Assis au café du Trocadéro à Paris dans le 16arrondissement, à un jet de pierre du cimetière qui allait accueillir la dépouille de M. Taillibert et de la Cité de l’architecture où se trouve une grande partie de ses archives, je révisais nerveusement l’allocution que j’allais faire lors de la cérémonie d’enterrement intime à laquelle on m’avait gentiment invité.

Au même moment, j’ai reçu un courriel de La Presse me demandant si j’étais intéressé à écrire un texte pour souligner le départ de Monsieur.

Je me suis empressé de répondre favorablement sans trop savoir comment j’allais bien pouvoir tout expliquer. Son legs architectural, ses motivations profondes, son caractère opiniâtre, son humanisme, sa grande sensibilité, ses confidences…

Car en un an de fréquentation du « personnage », j’avais déjà du matériel pour un livre complet !

C’est donc entourés de toutes ces photos, dessins et maquettes que ses proches et plus fidèles collaborateurs lui ont rendu un dernier hommage, dans cette grande salle de réunion où tant de projets ont été conçus, tant de rencontres historiques se sont tenues. Tous étaient unanimes : le personnage était brillant, attachant, passionné, travaillant, infatigable, unique, sensible, un des grands… nous venions de perdre un grand ambassadeur de l’architecture.

À mon retour au même café en soirée, ému par le caractère intime de la cérémonie et désireux de partager l’esprit qui y régnait, je décide de vous faire partager des extraits de mon allocution.

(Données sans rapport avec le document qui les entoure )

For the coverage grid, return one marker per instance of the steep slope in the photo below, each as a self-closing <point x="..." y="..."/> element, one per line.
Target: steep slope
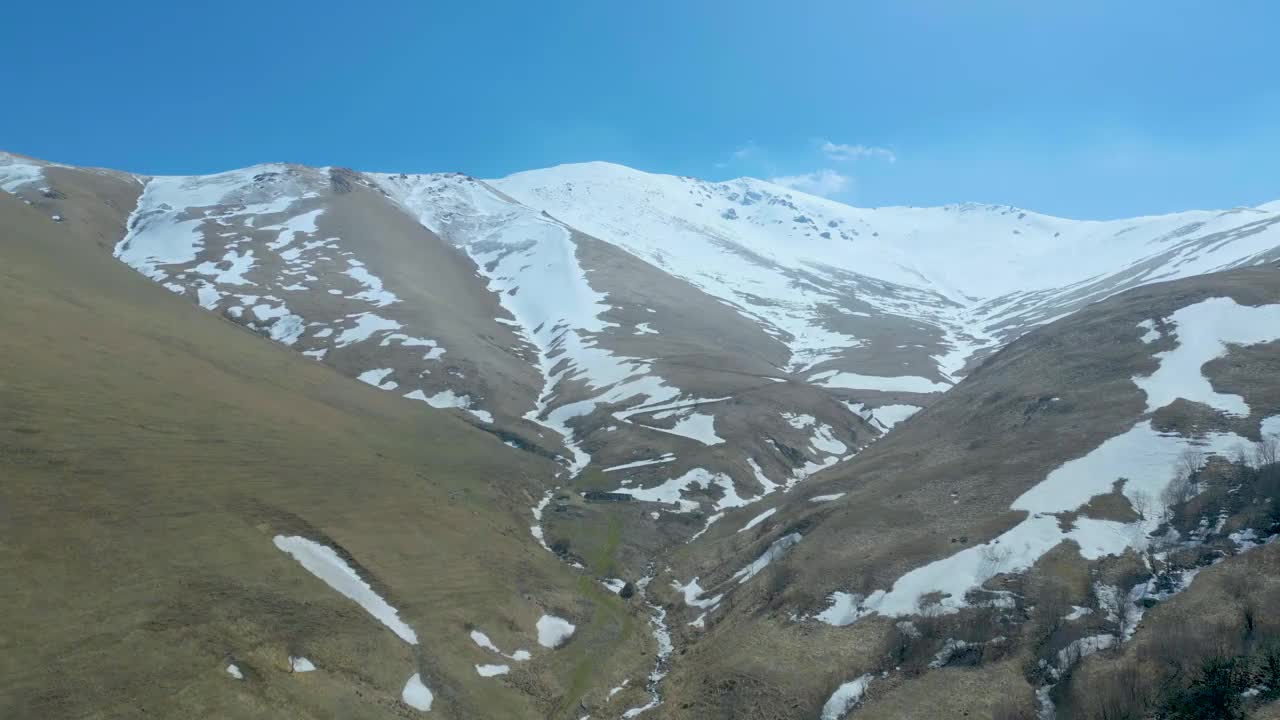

Lettre posthume à Roger Taillibert

C’était il y a un an presque jour pour jour que d’une voix ferme vous m’aviez convoqué à votre bureau au 163, rue de la Pompe, porte bleue, pour amorcer la préparation de votre exposition Volumes et lumière. Une exposition qui enfin allait nous permettre de célébrer votre extraordinaire legs architectural et d’exposer, en première mondiale, l’artiste peintre en vous ! Merci d’ailleurs à l’instigateur du projet, votre ami et éditeur, Alain Stanké, ainsi qu’à François Renaud, chef de section arts visuels et conservateur au Centre d’art Diane-Dufresne de Repentigny et qui avait comme plan déguisé d’orchestrer ce jumelage entre vous et moi, comme s’il avait su voir là une possible passation du flambeau de protection de votre œuvre montréalaise.

Au fil de nos nombreuses rencontres qui se tinrent à Paris ou à Saint-Sauveur, de nos conversations téléphoniques hebdomadaires, quotidiennes et souvent même biquotidiennes, vous alliez devenir un mentor, un ami.

Jeudi dernier, on m’a informé de votre départ qui, bien qu’annoncé, m’a beaucoup bouleversé. Montréal venait alors de perdre l’un de ses plus précieux contributeurs. 

Seul réel emblème architectural de notre ville, le Parc olympique venait de perdre son concepteur et plus important défenseur.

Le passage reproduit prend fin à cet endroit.